Or it could be the killer.
He returned to his clothes, changed back to his original shape and dressed.
“You could have given me more warning that you were going to change form.” Sonya stormed toward him, her steps hitting the pavement heavy with wrath.
“I thought I had?” He distinctly recalled telling her he was shifting when she’d asked what he was doing.
“I mean before we arrived here.”
“I don’t see the difference. Why wouldn’t you think I’d shift when you asked for tracking help?” He’d been away from humans too long. He couldn’t remember how they thought. That or Agent Camp had serious issues.
“Eric hadn’t shifted when he checked the scene for us.”
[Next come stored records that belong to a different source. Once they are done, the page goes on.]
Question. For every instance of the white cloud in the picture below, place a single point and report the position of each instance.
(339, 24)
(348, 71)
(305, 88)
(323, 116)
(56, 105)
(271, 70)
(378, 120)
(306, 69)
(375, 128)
Blain rubbed his chin. “You were here? I thought it was Agent, uh…Sean.” He knew for a fact she hadn’t been present and wanted to know how honest she’d be with him.
“No, but Sean never mentioned…” She stopped. “I just wish you had prepared me more. I don’t like surprises.”
He could imagine her biting her lip, or better, licking it. Whoa. The wolf still had a good grip on his mind and cock. He needed to shake it off. “Changing shape is what my kind do. Nothing bad came of it.” She’d been honest. He had expected her to lie to cover her embarrassment. She seemed so uptight but she surprised him as well. What went around came around.
“Someone could have walked into the alley and seen. They could have caused trouble or called nine-one-one. We don’t need to cause a ruckus. The press is watching us very closely.”
Blain had forgotten what it was like in a city among so many humans. He’d lived in a rural area with his pack the last five years before going to bootcamp. At both places, he could shift at will. “Sorry. I’m not used to human customs anymore.”
Her feet shuffled as she drew closer. Before their silence grew awkward, she took his hand to lead him again. “Did you find anything new?”
Her hand seemed so small within his. The angle at which she held her arm suggested she was petite.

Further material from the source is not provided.